APRIL 18, 2016

Hamilton not focused on title says Tambay

A lack of focus could have put Lewis Hamilton's bid for a third consecutive world championship off the rails in 2016.

A lack of focus could have put Lewis Hamilton's bid for a third consecutive world championship off the rails in 2016.

That is the view of former F1 driver Patrick Tambay, speaking after a disastrous Chinese grand prix weekend for Briton Hamilton, filled with reliability problems and first-corner damage as he started from dead last.

The Mercedes driver is now 36 points behind his teammate Nico Rosberg, who in Shanghai won his sixth consecutive race.

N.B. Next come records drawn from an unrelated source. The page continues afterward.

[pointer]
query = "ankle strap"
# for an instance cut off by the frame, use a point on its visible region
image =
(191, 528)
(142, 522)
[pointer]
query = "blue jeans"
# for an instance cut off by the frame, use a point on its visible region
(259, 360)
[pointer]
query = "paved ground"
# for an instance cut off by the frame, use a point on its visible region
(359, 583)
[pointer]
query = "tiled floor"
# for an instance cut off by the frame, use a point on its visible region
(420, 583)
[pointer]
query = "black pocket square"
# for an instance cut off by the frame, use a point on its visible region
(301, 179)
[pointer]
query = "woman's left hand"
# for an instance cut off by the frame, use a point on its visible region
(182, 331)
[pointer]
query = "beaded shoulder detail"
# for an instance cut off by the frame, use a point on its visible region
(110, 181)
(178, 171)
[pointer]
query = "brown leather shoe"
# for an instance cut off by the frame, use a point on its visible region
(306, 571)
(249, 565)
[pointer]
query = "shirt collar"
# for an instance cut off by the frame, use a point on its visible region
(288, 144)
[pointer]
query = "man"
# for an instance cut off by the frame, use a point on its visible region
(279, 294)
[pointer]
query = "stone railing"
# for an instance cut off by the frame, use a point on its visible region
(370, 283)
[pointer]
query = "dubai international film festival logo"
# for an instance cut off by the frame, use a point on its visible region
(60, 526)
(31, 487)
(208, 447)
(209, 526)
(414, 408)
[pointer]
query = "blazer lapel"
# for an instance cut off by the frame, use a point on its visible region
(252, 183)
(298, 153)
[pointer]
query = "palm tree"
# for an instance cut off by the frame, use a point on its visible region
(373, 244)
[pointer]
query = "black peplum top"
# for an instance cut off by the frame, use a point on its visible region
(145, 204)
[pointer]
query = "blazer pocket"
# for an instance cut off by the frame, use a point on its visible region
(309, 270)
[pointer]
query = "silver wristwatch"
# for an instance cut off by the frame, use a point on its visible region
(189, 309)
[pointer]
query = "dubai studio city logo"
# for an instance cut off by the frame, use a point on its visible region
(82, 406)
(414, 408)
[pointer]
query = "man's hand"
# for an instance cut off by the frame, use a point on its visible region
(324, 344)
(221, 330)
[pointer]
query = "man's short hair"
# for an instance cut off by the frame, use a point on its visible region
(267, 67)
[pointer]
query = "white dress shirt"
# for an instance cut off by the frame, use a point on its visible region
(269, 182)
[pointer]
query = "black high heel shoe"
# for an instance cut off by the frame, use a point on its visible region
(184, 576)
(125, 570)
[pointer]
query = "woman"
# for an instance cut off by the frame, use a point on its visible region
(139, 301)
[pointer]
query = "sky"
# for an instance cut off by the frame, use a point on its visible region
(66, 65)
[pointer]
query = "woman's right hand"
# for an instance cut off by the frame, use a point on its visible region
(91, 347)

"Is it 50 points now?" Hamilton asked reporters after the race. "36. Oh, that's not as bad as I thought. I feel pretty good right now," he said.

Fans and insiders cannot help to have noticed that Hamilton is no longer outwardly affected by poor results and setbacks, unlike in previous years.

"There's a long, long way to go," he said. "Lots can happen. It's just I don't have any more jokers available really."

Experts are wondering if Hamilton's apparently unflappable mood is in any way connected to his early troubles in 2016.

"He is not focused on the primary objective," Patrick Tambay, a driver from the 70s and 80s, agreed to France's RMC.

"He has already been world champion and perhaps he is not putting in the same effort, with the same determination, the same quality of work and application that Nico Rosberg does now," he added.

Indeed, Spain's El Mundo newspaper declared on Sunday that the ever-winning Rosberg is "the new Hamilton".

Mercedes' Niki Lauda even told the German broadcaster Sky that Rosberg's drive in China was "world champion-class".

"What can stop him?" wondered Tambay. "I don't feel he has a lot of competition now."

But German Rosberg says he doesn't see it like that, insisting the season is only "a handful of races" into its unprecedented 21-date 2016 calendar.

"Yes, it is going well, but this is the longest season in F1 history with Lewis Hamilton as my teammate, a double (back to back) world champion, who has been hard to beat in the past three years," he said.